What the rolls gave back
The rolls that did not vanish gave back a stack of careful, competent frames, and looking at them is what finally settled it. They are not bad photographs. That is the point. Even when the film did everything right, it did it at a price the pictures could not pay back.
Some of them I am glad to have. Lida Kindersley at the Cardozo Kindersley Workshop, holding a slate cut with the workshop's own name. Paul Kemp at the foot of the mill he keeps at Toft Monks. Good frames, made slowly, on a camera that asks the subject to wait for them. I could have made every one of them on the Leica in a fraction of the time, with the picture in my hand before I left the room.
That is the whole ledger. A handful of frames I like, one roll that vanished, a week of waiting for each visit, a lab bill, and a scan I could not trust. Set against a camera that does the same job before the subject has shifted in the chair, the film loses. Not on beauty. On everything else.
The register
So the register changes. The four systems become two. The Leica Q3 does the documentary work and now the portraits as well. The Fujifilm X-S20 carries the video, the behind-the-scenes coverage, the second angle. The Bronica SQ-A and the Intrepid 4x5 come off the working kit. I am not selling them in anger and I am not declaring film dead. I am saying they cannot be the spine of this particular archive, made on this timeline, by these hands, in these rooms.

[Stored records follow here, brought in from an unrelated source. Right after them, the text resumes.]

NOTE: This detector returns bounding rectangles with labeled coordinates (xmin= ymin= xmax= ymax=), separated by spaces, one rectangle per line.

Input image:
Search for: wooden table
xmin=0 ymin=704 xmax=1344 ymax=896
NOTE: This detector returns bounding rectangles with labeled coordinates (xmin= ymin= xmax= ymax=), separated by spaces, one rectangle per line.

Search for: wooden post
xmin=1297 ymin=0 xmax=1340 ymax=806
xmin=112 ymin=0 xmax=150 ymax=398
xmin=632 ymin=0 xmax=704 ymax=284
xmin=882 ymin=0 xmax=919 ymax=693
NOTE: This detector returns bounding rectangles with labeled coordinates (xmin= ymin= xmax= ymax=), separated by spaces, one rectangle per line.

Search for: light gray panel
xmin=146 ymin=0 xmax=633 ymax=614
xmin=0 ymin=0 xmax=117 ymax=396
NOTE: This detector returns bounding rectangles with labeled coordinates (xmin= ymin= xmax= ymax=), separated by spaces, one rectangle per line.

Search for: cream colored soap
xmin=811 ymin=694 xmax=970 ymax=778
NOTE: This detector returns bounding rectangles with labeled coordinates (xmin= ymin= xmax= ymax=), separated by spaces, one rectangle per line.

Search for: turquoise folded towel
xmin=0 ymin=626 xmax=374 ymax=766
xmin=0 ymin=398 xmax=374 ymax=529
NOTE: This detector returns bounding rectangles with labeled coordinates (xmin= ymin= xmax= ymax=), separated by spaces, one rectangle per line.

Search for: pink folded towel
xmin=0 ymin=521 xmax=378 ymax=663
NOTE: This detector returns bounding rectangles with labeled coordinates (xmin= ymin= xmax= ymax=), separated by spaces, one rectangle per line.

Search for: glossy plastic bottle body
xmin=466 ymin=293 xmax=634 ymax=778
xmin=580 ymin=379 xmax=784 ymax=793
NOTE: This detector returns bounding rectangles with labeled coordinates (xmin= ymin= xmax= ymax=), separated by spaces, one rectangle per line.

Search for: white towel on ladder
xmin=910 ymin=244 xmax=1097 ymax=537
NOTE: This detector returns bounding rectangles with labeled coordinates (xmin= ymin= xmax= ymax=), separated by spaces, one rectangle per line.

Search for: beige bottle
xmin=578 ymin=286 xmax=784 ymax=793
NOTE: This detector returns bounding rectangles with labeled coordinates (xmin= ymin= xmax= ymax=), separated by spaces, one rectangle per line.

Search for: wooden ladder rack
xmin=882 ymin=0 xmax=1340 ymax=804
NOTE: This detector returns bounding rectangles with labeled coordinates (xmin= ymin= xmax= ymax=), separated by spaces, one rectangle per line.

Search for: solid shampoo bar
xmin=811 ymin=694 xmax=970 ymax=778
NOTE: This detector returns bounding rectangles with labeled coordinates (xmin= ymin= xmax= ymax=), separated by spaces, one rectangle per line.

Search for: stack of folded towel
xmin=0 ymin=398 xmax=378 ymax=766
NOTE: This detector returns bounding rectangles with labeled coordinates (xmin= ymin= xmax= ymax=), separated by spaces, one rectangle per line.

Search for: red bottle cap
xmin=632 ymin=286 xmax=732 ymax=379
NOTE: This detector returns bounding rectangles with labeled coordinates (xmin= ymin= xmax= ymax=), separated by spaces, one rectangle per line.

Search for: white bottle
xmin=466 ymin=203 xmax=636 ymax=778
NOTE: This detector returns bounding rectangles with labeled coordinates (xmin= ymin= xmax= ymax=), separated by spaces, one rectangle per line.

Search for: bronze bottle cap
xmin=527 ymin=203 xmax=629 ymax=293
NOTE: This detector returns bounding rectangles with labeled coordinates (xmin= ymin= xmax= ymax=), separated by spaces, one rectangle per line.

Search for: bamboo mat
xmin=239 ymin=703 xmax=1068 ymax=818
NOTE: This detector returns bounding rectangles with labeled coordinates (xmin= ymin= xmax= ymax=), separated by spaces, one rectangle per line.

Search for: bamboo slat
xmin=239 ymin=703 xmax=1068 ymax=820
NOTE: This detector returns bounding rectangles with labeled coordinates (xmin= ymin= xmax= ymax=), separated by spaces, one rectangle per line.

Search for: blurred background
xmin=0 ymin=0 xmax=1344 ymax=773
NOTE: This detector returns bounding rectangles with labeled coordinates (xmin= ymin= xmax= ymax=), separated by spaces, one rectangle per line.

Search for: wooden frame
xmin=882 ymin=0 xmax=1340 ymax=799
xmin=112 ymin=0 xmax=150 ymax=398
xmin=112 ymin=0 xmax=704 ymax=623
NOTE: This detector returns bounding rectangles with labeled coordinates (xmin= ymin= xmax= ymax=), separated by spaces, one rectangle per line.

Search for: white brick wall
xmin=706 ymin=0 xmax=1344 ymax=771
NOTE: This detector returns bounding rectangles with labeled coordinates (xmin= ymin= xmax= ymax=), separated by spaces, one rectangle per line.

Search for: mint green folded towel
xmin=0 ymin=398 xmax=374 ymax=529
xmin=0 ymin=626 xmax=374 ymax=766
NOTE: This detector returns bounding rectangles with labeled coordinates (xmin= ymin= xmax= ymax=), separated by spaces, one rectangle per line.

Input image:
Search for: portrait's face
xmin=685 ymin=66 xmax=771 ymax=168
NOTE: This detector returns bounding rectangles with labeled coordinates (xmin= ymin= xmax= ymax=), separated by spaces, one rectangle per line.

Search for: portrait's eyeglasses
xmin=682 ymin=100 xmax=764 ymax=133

Here is the part I got most wrong. I argued that film was how you give the subject the seriousness they deserve. I had the direction of the gift backwards. What the subject deserves is my whole attention pointed at them, and the film cameras kept turning my attention back onto myself - my focus, my meter, my dwindling frame count, my dark cloth. The camera that disappears does not cheapen the portrait. It clears the room of everything that is not the person. Homer Sykes made his life's work on cameras that got out of the way of the people in front of them; the reverence was in his looking, not in his kit. I confused the ritual of the tool for respect for the subject. They are not the same thing, and when they pull against each other, the subject wins.
I may keep one film camera for the rare frame that genuinely earns it - a single sitting, planned, lit, with the time and the safety net to do it properly and a digital frame made alongside as insurance. That is a deliberate exception, not a working method. The working method is the camera that never makes an eighty-eight-year-old man hold a pose while I chase focus on dim glass.
If you are a documentary photographer being pulled toward the same romance, I am not here to talk you out of film. I am here to say the part the romance hides: the gear is not the reverence. The attention is. Buy the camera that lets you forget the camera, and spend everything you saved on getting in the room with the person while they are still here to photograph. That is the whole job. I learned it the expensive way, on a roll that came back blank.